October 15, 2018

The Impossible Art of Translation

“Some 40 years ago, like many of my fellow undergraduates, I read One Hundred Years of Solitude (1967) by Gabriel García Márquez. While plenty of my recollections of the novel have sadly faded since then, one remains indelible: the feeling of disorientation, of complete immersion in the book’s atmosphere, that lasted for nearly half an hour after I’d turned the final page. It was García Márquez I had been reading, of course, but more immediately, it was the English words, rhythms and sonorities of his translator, Gregory Rabassa. Even had I been able to appreciate the original Spanish, I didn’t need to compare the two to know that what Rabassa had created was indisputably right.

What makes a translation ‘good’ or ‘bad’? The question has been with us since saints Jerome and Augustine first wrangled over the most orthodox way to render the Bible – with Augustine pushing for obeisance to the canon, and Jerome striving for ‘the grace of something well said’ – and despite centuries of scholarship since then, we are no closer to a definitive answer.
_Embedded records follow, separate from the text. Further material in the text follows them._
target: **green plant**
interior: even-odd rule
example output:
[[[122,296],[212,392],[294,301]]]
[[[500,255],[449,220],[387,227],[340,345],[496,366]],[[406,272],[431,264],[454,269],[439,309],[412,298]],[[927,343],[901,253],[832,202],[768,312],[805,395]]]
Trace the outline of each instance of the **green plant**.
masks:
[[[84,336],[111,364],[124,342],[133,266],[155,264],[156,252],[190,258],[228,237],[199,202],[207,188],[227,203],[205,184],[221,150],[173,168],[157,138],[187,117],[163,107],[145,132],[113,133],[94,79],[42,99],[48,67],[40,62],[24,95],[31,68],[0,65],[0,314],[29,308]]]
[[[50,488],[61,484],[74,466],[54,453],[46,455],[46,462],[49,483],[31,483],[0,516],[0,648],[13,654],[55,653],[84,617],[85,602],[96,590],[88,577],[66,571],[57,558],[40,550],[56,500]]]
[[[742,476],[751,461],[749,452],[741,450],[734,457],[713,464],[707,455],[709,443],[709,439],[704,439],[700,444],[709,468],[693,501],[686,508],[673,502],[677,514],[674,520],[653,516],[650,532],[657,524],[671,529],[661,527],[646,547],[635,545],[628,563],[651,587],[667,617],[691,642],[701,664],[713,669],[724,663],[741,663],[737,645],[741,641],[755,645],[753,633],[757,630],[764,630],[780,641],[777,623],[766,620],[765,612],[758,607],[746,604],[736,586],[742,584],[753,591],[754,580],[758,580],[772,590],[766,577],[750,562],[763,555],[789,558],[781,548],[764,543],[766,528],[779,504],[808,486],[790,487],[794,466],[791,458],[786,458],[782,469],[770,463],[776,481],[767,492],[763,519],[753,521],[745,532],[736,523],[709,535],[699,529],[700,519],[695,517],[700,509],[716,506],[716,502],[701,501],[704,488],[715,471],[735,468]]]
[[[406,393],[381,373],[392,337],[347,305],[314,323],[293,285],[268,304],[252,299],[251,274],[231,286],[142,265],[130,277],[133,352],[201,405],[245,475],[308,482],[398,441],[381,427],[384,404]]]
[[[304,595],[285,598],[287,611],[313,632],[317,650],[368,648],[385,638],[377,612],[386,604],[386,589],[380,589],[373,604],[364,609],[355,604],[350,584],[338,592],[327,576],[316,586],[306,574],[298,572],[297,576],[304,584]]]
In the age of Google Translate and artificial intelligence, we might even be tempted to abandon the question altogether, and let our smartphones do the talking.

Indeed, there is something to be said for the speed and impartiality with which computers can process certain translations, whether we’re enlisting Google’s help to buy aspirin in Seoul or spitting out foreign-language drafts of a multinational contract. Moreover, as the need for global communication grows by proverbial leaps, the efficiency of machine-based translation starts looking rather attractive. In this regard, a ‘good’ translation might simply be one that conveys the requisite bytes of information in the shortest time.”